Parent-child interaction goes a really long way in child development and if you ever get the chance, it's worth sitting in on a session (whether your child needs extra help or not). A large part of the work my wife does is around enabling parents to assist kids that need more input (through no fault of the parents themselves).

Expected the walrus to be the logo due to an obscure meme. Was not disappointed.
If others are curious: http://knowyourmeme.com/memes/wordbank-walrus

In a vocabulary quiz, a kid interpreted the header "wordbank" as one of the choices.

Looks like the interactivity is running in R Shiny; and I'm hitting "License Quota Reached" errors.
Yes, thanks for your interest - we only have 50 concurrent users licensed. Never thought we'd get this much interest. :)
Would it be possible to mirror just the data somewhere else, such as S3?

I don't need the R code, but this sounds like it would make good companion data to my own wordfreq [1]. It would be interesting to see which words are learned early but relatively uncommon in corpora, and generally to be able to measure differences in register between child and adult language.

[1] https://github.com/LuminosoInsight/wordfreq

Very cool!

All our code is at http://github.com/langcog/wordbank and you can access the database directly using the wordbankr R package (on cran).

A paper doing something similar to what you describe is in prep, with a conference version here:

http://langcog.stanford.edu/papers_new/braginsky-2016-underr...

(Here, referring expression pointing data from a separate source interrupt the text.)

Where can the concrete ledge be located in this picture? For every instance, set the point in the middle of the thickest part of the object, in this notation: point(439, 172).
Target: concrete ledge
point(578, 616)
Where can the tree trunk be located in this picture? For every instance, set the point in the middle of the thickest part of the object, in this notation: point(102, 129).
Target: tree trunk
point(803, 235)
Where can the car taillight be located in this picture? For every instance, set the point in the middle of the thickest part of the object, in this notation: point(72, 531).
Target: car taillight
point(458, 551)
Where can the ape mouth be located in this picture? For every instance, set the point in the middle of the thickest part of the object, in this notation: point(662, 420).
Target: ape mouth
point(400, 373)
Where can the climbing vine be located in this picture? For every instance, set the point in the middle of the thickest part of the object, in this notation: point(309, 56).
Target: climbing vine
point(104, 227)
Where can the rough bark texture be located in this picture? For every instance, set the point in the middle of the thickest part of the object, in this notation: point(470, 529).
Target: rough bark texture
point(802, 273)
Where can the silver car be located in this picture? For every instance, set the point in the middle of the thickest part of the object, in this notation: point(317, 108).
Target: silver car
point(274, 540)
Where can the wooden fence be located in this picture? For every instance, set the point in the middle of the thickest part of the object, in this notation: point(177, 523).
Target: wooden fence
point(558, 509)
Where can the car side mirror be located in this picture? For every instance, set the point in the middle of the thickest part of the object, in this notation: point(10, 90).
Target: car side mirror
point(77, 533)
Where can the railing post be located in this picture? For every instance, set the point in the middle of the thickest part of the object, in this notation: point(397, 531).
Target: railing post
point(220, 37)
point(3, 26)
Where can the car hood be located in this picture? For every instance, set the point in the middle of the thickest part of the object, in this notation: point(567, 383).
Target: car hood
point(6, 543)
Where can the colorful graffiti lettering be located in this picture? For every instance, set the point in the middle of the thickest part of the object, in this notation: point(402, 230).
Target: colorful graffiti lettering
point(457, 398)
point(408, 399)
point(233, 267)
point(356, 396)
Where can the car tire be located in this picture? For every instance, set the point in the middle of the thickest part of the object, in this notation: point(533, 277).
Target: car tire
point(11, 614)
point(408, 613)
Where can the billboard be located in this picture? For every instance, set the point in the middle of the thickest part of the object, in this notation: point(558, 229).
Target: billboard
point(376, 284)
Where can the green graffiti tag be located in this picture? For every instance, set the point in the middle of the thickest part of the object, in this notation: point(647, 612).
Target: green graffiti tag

we have an R package which you can use to access the data: https://github.com/langcog/wordbankr

we've done some analyses predicting words' learnability from frequency and other factors: http://langcog.stanford.edu/papers_new/braginsky-2016-underr...

Comparing Swedish/Danish/English in the vocab:

http://wordbank.stanford.edu/analyses?name=vocab_norms

Seems like data sample is too small to infer anything useful for Swedish.. but comparing Danish and English is interesting. Seems like Danes outperform or English kids underperform. Would be interesting to understand what the major driver is for the effect.

Hi, original researcher here - these forms have different words and different numbers of items, so it's complicated to compare absolute proportions across languages. I wouldn't infer that there are differences between populations from differences in the norms.
Thank you! Appreciate the answer!
Semi-related question: if anyone knows of something similar for physics or chemistry (for a bit older kids) would appreciate it!
Funny how it says English and English(British) in those coloured bubbles :)